Yale is still a place, thankfully, where there are people who love and value poetry. Yet, it is very hard to describe to today’s undergraduates what it was like to be here in the 1970s and 1980s, when excitement around literary studies in general, and poetry specifically, was at its peak. In those days, hundreds of students were galvanized by literature courses, and by a number of faculty members, foremost among them Harold Bloom, who packed lecture and seminar rooms and filled the air with excitement.

In the last few days, some have asked to understand, in simple form, what Bloom’s contribution has been. First, there are few scholars whose work actually transforms a field. Bloom’s did. He altered our thinking about the poets of the past. He made us see the Romantics through a different lens. It was once customary to think of the greatest English poets as John Donne, Alexander Pope, John Keats, Robert Frost and T.S. Eliot.  Bloom of course did not negate these, but he added to them by establishing a new canon, prominently featuring (among others) Percy Shelley, W.B. Yeats, Hart Crane, Ralph Waldo Emerson, Walt Whitman, Wallace Stevens and Elizabeth Bishop.

Not everyone agreed with Bloom about this canon. Over time, it has been challenged and enlarged, as is natural when someone of genius proposes a theory. But once his view caught the prevailing wind, returning to older ways of seeing poets was impossible.
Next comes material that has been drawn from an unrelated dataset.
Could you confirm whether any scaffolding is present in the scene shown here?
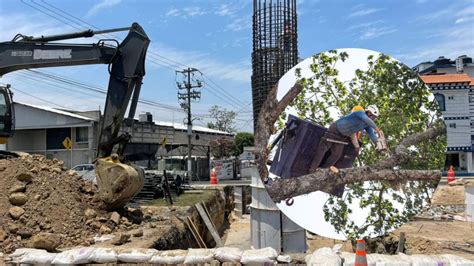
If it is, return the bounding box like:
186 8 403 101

His view was transformative: he changed the way people saw, understood and read poets’ work.

In some cases — for example, Wallace Stevens and Elizabeth Bishop — one might even say that he was responsible for their fame, since his students, captivated by what they learned, began teaching it around the nation. Anthologies printed more of the poets he valued. Teachers taught more of their work. AP exams asked students to write about their poems. The Bloom “canon” took a central place in literary culture.

 Bloom was an original mind in another way: he developed a theory of poetry that addressed the way poets work, and by the same token, how we read them. Although this is considerably more complicated than what can be described in a few sentences, he suggested that gifted poets who are trying to write great poems have “anxiety” about the greatness of the work that has preceded them.  

How, for example, do poets who come after Milton or Shakespeare imagine that they can match them? Only the strongest poets, Bloom argued, ultimately are able to pass from anxiety to original self-discovery. By insisting that poets do not write mainly with reference to the conventions of genre and fashion, but are always profoundly influenced, and in some senses overcome by the greatness of what has preceded them, he opened a new way of contextualizing and understanding poems.

 These were original and stunning accomplishments. But well beyond these and well beyond his books, Bloom influenced students, the campus and the world beyond Yale through the originality and force of his mind and his personality. He was a larger-than-life presence who wrote and spoke with commanding authority. He defended the power of reading not through the lens of isms or social or political thought or agendas, but through the direct experience of the reader with the book and the depth of pleasure and experience and knowledge that would come from that.

To read his powerful arguments in ”Shelley’s Mythmaking (1959)” or in ”Shakespeare: the Invention of the Human (1998)” is to be plunged into the heart of the poetry and have it opened up as you had not imagined possible. To sit and hear him go line-by-line through “The Idea of Order To Key West” or a Shakespeare soliloquy, as I did as a young assistant professor, was — to use the vernacular — mind-blowing. To hear him read, or more often simply recite, a part of Hart Crane’s ”The Bridge or Wallace Stevens’ “Auroras of Autumn” was an electrifying experience. 

Bloom’s parents were immigrants, who did not even speak English, and his own first language was Yiddish. Yet, he spoke not in phrases or sentences but in whole paragraphs, in which he could convey to those who listened to the complex heart of a poem in a way that made you open your eyes, ears, mind and heart to it. In the last few years, too physically frail to leave home, he taught mostly by Skype and with his wife Jeanne welcomed into his home an endless stream of colleagues, friends, journalists, critics and  — always and especially — students.

“Poetry is the essence which takes its place as life’s redemption,” Wallace Stevens said. And if there was ever one who was good at professing that, living that and persuading us of that, it was the original, inimitable, irrepressible Bloom.